Observer for the rotor temperature of IPMSM

In this paper an observer for the rotor temperature of an IPMSM, as commonly used in automotive applications, is presented. The observer is based on a flux observer utilizing the fact that the permanent magnet flux is temperature-dependent. Simulation and experimental results show good performance.

Analytical and Offline Approach to Select Optimal Hysteresis Bands of DTC for PMSM

The switching frequency of an inverter under direct torque control is mainly decided by the flux- and torque-controller output switching counts. It is known that, with fixed hysteresis bands, the switching frequency varies as the operating point changes. It is possible, however, to keep the switching frequency constant by the adaptation of hysteresis bands. The switching frequency is a function of both torque and flux bands. Different combinations of flux and torque bands can be used to achieve a desired switching frequency. However, for optimal control, one among the many available combinations has to be chosen.
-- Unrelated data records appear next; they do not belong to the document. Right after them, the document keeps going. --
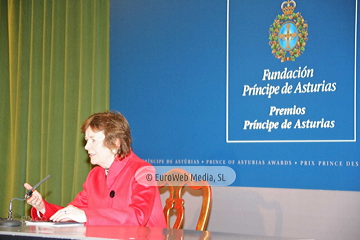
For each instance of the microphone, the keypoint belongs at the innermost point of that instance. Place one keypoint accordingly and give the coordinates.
(10, 222)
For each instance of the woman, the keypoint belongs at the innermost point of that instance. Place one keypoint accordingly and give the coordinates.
(111, 194)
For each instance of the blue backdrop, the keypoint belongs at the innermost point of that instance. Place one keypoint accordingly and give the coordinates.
(192, 77)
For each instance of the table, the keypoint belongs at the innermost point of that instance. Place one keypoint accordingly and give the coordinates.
(102, 232)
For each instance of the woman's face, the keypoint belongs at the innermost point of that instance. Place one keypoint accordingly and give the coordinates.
(98, 153)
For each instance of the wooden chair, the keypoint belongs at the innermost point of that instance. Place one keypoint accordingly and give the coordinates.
(176, 202)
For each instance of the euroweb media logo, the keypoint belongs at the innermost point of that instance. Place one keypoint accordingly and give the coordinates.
(288, 34)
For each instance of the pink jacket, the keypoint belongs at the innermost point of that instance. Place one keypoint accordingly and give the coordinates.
(116, 199)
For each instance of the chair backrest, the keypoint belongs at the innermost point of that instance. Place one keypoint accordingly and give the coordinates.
(177, 179)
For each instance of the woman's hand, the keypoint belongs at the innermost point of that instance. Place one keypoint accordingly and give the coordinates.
(70, 213)
(35, 200)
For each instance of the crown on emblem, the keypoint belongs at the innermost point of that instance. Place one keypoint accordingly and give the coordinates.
(289, 8)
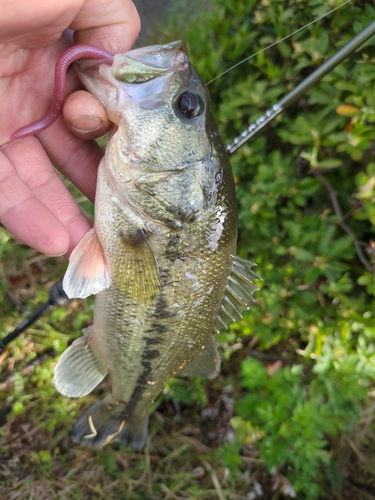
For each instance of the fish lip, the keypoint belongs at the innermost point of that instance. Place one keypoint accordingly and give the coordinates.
(165, 57)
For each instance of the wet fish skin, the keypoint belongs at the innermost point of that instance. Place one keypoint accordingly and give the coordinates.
(162, 249)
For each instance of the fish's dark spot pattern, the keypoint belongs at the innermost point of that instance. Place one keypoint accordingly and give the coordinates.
(135, 238)
(153, 340)
(152, 354)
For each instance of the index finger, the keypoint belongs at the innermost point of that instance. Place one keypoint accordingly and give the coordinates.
(113, 26)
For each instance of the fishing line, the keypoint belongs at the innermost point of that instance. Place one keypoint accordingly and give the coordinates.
(57, 295)
(278, 41)
(302, 88)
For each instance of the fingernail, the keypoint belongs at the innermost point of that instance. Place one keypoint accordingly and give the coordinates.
(56, 254)
(85, 123)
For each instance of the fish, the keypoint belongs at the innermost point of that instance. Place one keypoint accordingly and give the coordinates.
(161, 257)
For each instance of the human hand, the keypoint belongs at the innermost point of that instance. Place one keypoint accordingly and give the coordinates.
(34, 203)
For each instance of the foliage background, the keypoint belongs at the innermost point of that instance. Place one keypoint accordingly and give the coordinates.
(292, 413)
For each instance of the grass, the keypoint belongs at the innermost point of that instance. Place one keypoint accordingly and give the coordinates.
(293, 410)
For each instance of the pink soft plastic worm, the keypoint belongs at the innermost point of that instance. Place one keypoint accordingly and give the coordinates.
(62, 64)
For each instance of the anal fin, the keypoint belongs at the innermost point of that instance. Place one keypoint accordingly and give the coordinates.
(206, 364)
(239, 293)
(87, 273)
(104, 422)
(79, 370)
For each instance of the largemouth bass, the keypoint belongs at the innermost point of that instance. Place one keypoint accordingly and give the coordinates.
(161, 256)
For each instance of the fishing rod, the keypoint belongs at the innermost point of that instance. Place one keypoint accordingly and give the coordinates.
(57, 296)
(301, 89)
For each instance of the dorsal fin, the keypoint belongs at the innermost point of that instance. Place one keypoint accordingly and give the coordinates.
(239, 293)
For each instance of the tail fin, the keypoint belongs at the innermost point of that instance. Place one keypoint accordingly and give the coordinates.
(104, 422)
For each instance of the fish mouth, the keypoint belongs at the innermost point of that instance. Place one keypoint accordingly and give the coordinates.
(117, 82)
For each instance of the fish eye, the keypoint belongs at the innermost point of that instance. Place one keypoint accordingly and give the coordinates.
(189, 104)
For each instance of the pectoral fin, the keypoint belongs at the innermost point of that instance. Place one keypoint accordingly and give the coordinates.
(239, 293)
(79, 370)
(139, 275)
(206, 364)
(87, 272)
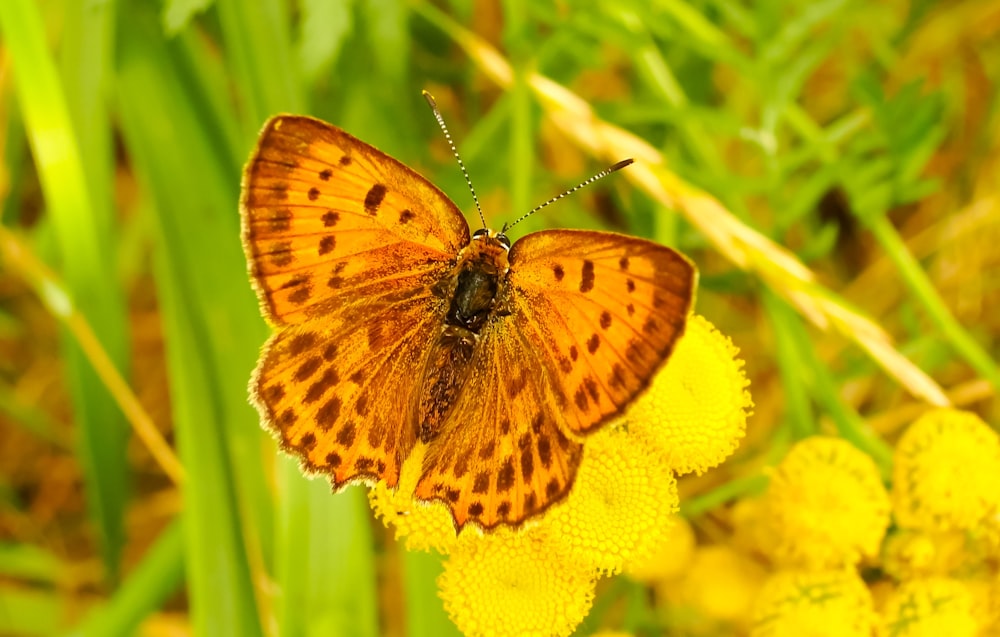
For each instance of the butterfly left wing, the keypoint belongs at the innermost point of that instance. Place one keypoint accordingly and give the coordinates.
(603, 312)
(501, 456)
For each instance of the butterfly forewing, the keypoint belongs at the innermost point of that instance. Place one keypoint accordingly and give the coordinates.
(330, 222)
(602, 310)
(345, 245)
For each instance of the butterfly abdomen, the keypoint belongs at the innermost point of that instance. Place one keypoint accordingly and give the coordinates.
(474, 292)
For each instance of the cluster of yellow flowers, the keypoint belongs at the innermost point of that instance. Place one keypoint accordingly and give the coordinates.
(540, 580)
(827, 550)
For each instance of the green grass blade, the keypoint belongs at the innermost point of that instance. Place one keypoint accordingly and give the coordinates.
(84, 244)
(206, 302)
(158, 575)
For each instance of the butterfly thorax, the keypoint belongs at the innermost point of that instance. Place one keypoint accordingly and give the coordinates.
(472, 294)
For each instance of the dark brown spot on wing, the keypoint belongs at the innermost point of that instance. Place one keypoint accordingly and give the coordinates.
(616, 380)
(346, 434)
(593, 343)
(303, 289)
(605, 320)
(281, 221)
(326, 244)
(375, 436)
(530, 502)
(505, 479)
(487, 451)
(328, 413)
(361, 408)
(482, 483)
(330, 352)
(300, 343)
(461, 466)
(552, 488)
(321, 386)
(307, 369)
(527, 464)
(274, 393)
(374, 198)
(587, 277)
(308, 441)
(281, 254)
(545, 451)
(524, 442)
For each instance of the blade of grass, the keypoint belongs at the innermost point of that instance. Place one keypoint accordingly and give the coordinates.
(86, 260)
(158, 576)
(205, 305)
(425, 614)
(325, 562)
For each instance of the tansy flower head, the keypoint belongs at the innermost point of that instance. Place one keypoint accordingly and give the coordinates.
(715, 594)
(947, 472)
(912, 554)
(697, 406)
(813, 604)
(929, 608)
(671, 557)
(827, 504)
(621, 503)
(515, 583)
(422, 525)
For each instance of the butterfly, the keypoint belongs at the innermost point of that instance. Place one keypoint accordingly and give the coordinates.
(395, 327)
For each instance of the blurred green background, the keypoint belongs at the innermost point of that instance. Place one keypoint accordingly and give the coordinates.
(861, 136)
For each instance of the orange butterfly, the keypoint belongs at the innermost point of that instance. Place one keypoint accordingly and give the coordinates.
(394, 327)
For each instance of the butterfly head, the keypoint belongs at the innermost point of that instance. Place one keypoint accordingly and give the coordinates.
(491, 237)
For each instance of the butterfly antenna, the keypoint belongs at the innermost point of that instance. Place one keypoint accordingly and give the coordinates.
(600, 175)
(461, 164)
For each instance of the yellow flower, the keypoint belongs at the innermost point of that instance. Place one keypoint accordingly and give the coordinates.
(514, 583)
(422, 525)
(697, 406)
(929, 608)
(813, 604)
(947, 468)
(671, 557)
(827, 503)
(718, 589)
(912, 554)
(621, 503)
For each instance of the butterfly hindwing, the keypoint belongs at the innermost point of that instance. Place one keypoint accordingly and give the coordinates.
(330, 222)
(337, 393)
(603, 312)
(501, 457)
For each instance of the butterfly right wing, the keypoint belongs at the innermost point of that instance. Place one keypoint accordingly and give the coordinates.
(340, 394)
(333, 224)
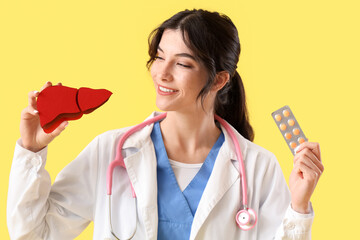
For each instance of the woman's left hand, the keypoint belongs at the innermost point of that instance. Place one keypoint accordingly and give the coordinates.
(305, 175)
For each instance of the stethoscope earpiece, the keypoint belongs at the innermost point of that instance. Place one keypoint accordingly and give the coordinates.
(246, 219)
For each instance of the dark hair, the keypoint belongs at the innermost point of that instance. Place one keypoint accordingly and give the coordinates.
(214, 40)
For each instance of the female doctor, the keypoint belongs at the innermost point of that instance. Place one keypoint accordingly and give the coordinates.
(183, 168)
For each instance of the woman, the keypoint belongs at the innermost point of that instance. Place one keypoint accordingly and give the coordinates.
(183, 169)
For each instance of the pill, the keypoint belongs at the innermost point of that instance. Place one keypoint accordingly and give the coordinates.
(291, 122)
(293, 145)
(278, 117)
(289, 127)
(301, 140)
(288, 135)
(296, 131)
(286, 113)
(283, 127)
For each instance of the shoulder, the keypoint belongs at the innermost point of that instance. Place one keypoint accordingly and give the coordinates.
(135, 139)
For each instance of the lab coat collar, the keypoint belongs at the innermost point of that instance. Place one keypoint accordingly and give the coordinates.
(141, 167)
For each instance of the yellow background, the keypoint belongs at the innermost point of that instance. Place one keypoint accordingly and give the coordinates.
(301, 53)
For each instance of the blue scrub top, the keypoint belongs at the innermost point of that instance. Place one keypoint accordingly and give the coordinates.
(176, 209)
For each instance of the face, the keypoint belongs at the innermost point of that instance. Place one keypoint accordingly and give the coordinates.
(177, 76)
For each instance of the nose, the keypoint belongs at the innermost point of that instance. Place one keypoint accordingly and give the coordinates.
(165, 71)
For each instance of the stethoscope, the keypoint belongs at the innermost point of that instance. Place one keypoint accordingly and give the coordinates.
(245, 218)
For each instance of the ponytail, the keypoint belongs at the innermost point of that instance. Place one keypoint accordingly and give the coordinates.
(230, 104)
(213, 39)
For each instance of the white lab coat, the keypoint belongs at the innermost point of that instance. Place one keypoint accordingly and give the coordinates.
(37, 210)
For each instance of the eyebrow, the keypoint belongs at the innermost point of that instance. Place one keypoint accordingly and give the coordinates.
(181, 54)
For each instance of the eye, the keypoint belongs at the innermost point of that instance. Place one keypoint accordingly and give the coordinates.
(183, 65)
(157, 57)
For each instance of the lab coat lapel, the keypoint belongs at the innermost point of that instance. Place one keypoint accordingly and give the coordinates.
(223, 176)
(141, 168)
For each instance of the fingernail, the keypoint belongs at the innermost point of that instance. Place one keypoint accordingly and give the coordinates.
(296, 149)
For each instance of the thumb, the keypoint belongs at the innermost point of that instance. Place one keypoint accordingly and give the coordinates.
(59, 129)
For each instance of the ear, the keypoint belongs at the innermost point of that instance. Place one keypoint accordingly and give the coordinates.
(221, 79)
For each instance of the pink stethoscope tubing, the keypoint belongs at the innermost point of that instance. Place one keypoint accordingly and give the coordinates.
(246, 218)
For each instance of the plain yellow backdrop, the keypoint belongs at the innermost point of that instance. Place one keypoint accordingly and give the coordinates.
(301, 53)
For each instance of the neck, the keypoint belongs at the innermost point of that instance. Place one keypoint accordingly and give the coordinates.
(189, 136)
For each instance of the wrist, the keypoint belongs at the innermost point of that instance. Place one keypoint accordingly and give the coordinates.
(301, 208)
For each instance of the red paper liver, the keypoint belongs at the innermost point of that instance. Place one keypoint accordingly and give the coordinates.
(60, 103)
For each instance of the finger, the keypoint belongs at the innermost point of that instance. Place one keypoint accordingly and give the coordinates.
(310, 161)
(59, 129)
(313, 146)
(307, 153)
(307, 172)
(47, 84)
(30, 110)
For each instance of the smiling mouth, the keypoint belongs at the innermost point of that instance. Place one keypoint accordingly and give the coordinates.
(166, 91)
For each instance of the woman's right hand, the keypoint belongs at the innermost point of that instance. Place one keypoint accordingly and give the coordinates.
(33, 136)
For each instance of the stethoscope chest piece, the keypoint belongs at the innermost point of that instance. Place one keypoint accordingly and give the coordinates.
(246, 219)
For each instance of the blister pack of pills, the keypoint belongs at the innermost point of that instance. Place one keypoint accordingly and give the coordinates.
(289, 127)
In this contribution, it is proposed to select the hysteresis bands based on the criterion of the minimum harmonic distortion in the motor currents for the required switching frequency. An analytical procedure is presented to calculate these optimal bands for the permanent-magnet synchronous motor. The analytical results were cross checked with simulation studies and validated by detailed experimentation. In order not to degrade the control performance by computational delay, a field-programmable-gate-array-based control platform is being used for implementation.